Reputiamo perciò importante parlare di questi fatti per via della loro silenziosa diffusione: mai viene affrontato seriamente il problema per via del chiarissimo fatto che l'attenzione è spostata su altro: il conflitto siriano. Certamente la guerra civile affrontata da Damasco stabilirà un nuovo (o un rinnovato) assetto dei paesi della Mezzaluna fertile, ma da europei non possiamo voltarci dall'altra parte quando ci vengono sbattuti in faccia fatti del genere. Stiamo parlando di un paese che ha apertamente sfidato l'Italia militarizzando la zona del blocco 3 cipriota nella quale la nave dell'Eni, la Saipem 12000, avrebbe dovuto effettuare ricerche per ottenere gas naturale. Lo stesso paese che durante le elezioni in Olanda ha inasprito i toni con quest'ultima definendola "nazista e fascista" per via del "respingimento" della ministra turca al comizio organizzato per la pubblicizzazione della neo-riforma presidenziale che stava concretizzandosi ad Ankara. Lo stesso paese che minaccia la sovranità greca sull'isola di Kos e molte altre. Lo stesso paese sul quale si discuteva non troppo tempo fa circa la sua possibile entrata nell'Unione Europea, portando con se un elevato numero di rappresentanti al parlamento europeo.
Bruxelles d'altro canto non alza la voce con Ankara da tempo. Forse spaventata dalla grande comunità turca interna ai confini continentali o forse semplicemente attratta da altri temi, è da molto che il fronte europeo non si ricompatta per bene per scalzare le minacce di un prepotente. Si cade per caso nel becero nazionalismo europeo se si crede che ad oggi la Turchia non sia pronta per far parte della "grande famiglia"? Bisognerebbe dunque concedere il privilegio di avere rappresentanza a Strasburgo a coloro che non rispettano i diritti umani e che si siedono al nostro stesso tavolo in vesti democratiche ma lasciando appesa fuori la giacca dell'autocrazia?

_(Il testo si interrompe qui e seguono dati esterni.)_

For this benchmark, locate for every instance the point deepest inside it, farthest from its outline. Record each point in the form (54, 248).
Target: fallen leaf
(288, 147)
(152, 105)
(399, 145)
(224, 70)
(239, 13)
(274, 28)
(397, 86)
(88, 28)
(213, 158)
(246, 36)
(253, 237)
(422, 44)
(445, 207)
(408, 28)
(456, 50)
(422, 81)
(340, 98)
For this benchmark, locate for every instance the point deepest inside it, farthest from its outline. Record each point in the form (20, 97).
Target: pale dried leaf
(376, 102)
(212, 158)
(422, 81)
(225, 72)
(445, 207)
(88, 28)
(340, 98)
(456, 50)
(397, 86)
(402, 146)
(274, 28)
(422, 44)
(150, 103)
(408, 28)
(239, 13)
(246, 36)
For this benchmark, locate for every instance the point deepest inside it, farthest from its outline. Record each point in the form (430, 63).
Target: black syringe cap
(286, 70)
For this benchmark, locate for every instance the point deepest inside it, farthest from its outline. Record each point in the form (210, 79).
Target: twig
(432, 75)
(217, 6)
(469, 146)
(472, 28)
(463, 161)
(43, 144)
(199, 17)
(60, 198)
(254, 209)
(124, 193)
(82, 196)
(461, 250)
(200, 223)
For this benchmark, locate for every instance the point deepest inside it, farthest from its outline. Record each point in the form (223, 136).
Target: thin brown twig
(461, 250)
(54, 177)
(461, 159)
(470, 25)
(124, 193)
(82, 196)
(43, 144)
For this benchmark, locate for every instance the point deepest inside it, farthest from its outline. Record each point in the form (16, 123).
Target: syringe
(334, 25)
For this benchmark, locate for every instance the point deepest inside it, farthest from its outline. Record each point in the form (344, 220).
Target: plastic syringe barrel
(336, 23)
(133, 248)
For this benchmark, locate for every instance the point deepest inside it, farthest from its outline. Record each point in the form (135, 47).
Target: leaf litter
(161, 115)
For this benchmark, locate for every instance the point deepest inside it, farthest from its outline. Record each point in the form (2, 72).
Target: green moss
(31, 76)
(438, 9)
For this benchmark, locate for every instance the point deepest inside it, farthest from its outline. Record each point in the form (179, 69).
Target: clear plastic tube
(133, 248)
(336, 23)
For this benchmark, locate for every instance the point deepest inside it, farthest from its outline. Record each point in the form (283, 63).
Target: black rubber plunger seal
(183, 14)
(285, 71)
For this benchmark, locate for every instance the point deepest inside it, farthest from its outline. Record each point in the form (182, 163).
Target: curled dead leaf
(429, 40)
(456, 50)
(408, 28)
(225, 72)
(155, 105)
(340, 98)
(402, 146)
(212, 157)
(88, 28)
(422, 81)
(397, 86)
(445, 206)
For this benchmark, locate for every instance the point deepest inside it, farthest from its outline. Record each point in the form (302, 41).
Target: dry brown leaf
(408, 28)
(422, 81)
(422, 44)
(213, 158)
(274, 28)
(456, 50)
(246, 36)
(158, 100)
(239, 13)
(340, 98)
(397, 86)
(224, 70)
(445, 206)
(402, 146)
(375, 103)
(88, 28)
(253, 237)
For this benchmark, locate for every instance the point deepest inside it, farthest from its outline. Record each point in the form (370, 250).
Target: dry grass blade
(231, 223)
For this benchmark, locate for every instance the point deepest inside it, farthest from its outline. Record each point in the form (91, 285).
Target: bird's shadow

Il Parlamento centrale dovrebbe forse cominciare ad interrogarsi su come difendere i propri confini meridionali dalla prepotenza di un dittatore, valutando bene che una guerra a sfondo etnico nei Balcani c'è già stata e che tali zone rappresentano tutt'ora un terreno polveroso sul quale sarebbe meglio non soffiare.